淫獣捜査スピンオフ 双極奴隷たちの調教クルージング
【1】乗船
白い街並みがつくりだした迷路のような路地を抜けると、目の前には紺碧のエーゲ海が飛び込んでくる。
燦々と照らす太陽の光を受けながら埠頭へと向かう女に、停泊しているボートで作業していた男たちは手を止める。
女が身に付けているのはカジュアルなパンツスーツなのだが、それが良く似合っていた。
身体にフィットしたズボンは彼女のスラリと長い美脚を引き立たて細く括れた腰を強調する。ジャケットの隙間から覗きみえるラインの美しい胸に膨らみゴクリと喉を鳴らしてしまう。

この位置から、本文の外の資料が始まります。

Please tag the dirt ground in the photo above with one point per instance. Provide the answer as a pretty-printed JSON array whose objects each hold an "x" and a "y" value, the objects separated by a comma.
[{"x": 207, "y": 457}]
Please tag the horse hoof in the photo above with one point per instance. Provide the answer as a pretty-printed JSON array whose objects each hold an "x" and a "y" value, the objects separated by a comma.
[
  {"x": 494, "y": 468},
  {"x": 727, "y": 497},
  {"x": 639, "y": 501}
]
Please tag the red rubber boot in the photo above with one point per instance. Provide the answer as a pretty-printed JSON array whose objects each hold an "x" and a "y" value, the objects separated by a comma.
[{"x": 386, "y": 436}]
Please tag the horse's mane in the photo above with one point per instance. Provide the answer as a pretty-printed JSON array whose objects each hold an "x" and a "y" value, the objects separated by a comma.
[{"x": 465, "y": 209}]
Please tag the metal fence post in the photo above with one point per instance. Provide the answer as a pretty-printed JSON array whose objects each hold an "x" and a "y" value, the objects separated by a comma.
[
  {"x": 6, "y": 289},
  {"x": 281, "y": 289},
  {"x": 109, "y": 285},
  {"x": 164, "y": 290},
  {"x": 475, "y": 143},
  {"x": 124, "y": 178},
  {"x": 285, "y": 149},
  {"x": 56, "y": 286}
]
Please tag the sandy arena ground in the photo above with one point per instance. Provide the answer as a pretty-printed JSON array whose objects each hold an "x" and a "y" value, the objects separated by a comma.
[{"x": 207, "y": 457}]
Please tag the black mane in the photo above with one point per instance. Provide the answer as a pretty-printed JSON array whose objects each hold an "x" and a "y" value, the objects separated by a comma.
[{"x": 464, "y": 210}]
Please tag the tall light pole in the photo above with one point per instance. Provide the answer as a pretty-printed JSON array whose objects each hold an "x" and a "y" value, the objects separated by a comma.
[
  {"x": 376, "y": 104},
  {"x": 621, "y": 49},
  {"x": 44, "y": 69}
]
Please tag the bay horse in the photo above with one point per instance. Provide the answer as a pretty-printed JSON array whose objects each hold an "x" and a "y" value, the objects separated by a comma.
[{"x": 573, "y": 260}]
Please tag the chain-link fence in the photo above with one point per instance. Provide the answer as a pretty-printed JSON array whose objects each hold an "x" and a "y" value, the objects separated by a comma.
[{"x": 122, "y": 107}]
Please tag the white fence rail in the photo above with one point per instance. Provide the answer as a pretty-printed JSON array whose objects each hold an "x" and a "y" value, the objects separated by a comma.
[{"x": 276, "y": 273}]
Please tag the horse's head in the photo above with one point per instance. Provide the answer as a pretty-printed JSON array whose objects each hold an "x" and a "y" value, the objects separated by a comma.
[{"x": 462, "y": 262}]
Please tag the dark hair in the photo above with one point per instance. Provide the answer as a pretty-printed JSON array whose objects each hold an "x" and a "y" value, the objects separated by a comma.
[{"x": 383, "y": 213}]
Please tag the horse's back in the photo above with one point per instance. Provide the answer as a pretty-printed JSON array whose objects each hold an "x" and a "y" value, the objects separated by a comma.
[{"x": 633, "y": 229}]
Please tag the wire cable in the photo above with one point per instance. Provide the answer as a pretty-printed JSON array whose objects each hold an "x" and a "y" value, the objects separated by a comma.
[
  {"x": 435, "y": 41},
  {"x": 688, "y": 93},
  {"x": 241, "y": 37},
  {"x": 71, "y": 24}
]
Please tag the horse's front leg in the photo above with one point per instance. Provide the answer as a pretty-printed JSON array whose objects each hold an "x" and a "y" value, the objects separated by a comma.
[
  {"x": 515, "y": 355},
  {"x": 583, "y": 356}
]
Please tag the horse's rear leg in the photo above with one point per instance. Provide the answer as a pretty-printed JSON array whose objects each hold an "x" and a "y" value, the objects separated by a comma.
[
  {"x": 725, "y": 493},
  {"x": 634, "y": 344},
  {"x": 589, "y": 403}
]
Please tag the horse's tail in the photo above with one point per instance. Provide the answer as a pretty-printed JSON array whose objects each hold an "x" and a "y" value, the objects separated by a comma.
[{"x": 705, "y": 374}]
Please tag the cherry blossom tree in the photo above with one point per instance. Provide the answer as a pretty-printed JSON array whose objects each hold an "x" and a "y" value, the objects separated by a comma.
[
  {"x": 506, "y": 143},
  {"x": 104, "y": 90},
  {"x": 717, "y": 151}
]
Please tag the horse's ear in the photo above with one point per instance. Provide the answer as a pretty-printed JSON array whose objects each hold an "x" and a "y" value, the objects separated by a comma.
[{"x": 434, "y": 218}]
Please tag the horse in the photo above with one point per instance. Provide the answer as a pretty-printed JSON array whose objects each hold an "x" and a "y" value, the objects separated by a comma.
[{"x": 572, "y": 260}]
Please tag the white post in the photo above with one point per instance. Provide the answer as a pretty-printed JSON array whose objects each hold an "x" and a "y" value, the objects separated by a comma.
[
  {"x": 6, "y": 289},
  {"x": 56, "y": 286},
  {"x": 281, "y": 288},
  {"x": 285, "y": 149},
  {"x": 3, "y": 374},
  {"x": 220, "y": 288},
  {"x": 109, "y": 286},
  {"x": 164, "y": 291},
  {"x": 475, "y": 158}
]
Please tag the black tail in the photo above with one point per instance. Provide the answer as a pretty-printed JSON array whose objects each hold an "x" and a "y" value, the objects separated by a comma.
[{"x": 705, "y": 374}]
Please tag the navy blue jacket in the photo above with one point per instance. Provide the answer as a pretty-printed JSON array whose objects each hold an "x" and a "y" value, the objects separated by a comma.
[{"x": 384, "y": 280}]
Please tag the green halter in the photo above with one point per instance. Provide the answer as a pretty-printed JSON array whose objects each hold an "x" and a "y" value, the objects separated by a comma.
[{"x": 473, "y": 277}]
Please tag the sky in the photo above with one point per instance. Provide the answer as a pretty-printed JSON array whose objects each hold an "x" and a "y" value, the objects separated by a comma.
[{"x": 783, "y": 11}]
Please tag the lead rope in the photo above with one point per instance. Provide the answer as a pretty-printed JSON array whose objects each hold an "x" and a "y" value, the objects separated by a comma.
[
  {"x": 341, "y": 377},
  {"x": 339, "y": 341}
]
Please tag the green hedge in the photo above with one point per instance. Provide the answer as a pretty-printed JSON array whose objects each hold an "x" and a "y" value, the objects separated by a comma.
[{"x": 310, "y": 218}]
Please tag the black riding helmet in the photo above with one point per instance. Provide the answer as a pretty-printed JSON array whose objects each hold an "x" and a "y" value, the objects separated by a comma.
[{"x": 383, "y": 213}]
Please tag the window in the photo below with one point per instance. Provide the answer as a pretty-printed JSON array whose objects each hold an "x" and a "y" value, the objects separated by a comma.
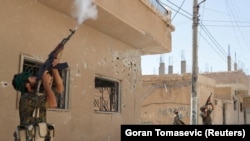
[
  {"x": 106, "y": 96},
  {"x": 32, "y": 65}
]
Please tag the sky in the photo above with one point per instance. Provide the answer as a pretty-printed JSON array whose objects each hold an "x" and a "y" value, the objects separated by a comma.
[{"x": 224, "y": 29}]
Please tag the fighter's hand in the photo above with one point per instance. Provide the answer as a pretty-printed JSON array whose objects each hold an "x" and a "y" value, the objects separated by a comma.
[
  {"x": 55, "y": 62},
  {"x": 47, "y": 79}
]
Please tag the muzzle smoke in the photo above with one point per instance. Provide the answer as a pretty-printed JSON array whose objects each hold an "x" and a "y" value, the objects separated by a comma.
[{"x": 84, "y": 9}]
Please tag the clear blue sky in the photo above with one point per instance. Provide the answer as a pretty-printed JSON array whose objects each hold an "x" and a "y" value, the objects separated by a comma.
[{"x": 223, "y": 23}]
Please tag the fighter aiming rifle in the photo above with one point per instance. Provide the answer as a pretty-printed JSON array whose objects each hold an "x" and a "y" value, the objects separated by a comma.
[{"x": 55, "y": 54}]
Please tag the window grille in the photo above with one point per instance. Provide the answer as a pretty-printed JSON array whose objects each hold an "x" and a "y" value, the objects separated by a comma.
[{"x": 106, "y": 96}]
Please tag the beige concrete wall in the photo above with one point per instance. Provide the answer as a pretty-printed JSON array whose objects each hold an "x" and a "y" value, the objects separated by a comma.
[{"x": 31, "y": 28}]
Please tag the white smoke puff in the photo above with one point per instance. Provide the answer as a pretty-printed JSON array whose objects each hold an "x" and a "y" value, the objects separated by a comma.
[{"x": 84, "y": 9}]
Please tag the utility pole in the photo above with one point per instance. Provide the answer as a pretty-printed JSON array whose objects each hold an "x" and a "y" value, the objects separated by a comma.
[{"x": 194, "y": 98}]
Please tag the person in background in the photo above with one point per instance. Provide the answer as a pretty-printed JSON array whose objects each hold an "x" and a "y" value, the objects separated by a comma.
[
  {"x": 177, "y": 118},
  {"x": 206, "y": 111}
]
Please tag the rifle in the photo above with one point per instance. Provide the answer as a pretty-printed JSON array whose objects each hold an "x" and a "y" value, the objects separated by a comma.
[
  {"x": 56, "y": 53},
  {"x": 208, "y": 99}
]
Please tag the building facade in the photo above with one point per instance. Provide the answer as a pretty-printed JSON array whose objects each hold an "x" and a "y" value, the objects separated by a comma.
[{"x": 102, "y": 82}]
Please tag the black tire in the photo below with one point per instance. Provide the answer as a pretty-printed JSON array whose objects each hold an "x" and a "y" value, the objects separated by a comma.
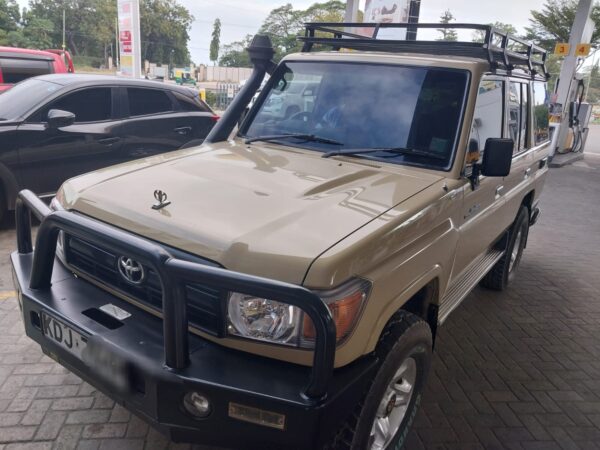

シャギーをかけられた黒髪を靡かせて、カツカツと歩く姿のなんと洗礼されたことか。
青空の下にいる彼女の姿はまるで映画のシーンのようだと全員が見惚れていた。
男たちの視線が集まる中、女は悠然と歩いてゆく。
中には意を決して声を掛けようとする者もいたのだが、流し目で見つめられて微笑まれると少年のようにドキマキさせられて骨抜きにされてしまうのだ。
そうして、男たちの合間を抜けて埠頭の先端までくると、レイバンのサングラス越しに海を見つめている。
その視線の先には一隻の純白の船がいた。
――純白の乙女号
全長三百六十メートル、総トン数は二十三万トンを超える世界最大級の豪華客船だ。
まるで洋上に浮かぶビルのような巨大な船体には十八のフロアと二千近い客室があり、乗員乗客を合わせて八千人を収容することができる。
船中には高級レストランや劇場など様々な娯楽施設が用意されており、ブランド品を取り揃えたショッピングモールまで完備されて乗客が快適なクルージングが楽しめるようにされているのだ。
だが、その純白の乙女号に乗るには、いくら金を持っていようが無駄なのだ。
実は個人所有の船であり、船のオーナーの招待がなければ足を踏み入れることすら敵わない。
それに、運良く招待状を手に入れたとしても気を付けた方が良いだろう。
オーナーは裏社会にも関わる人物であり、招かれた乗客らも同様の人種ばかりなのだ。
船内はオーナーが支配する独立国家であり、定められているルールが全てになる。
それを破った者の生命は保証されず、仮に逃げ出そうとしても外洋であればサメの餌になる運命は必須なのだ。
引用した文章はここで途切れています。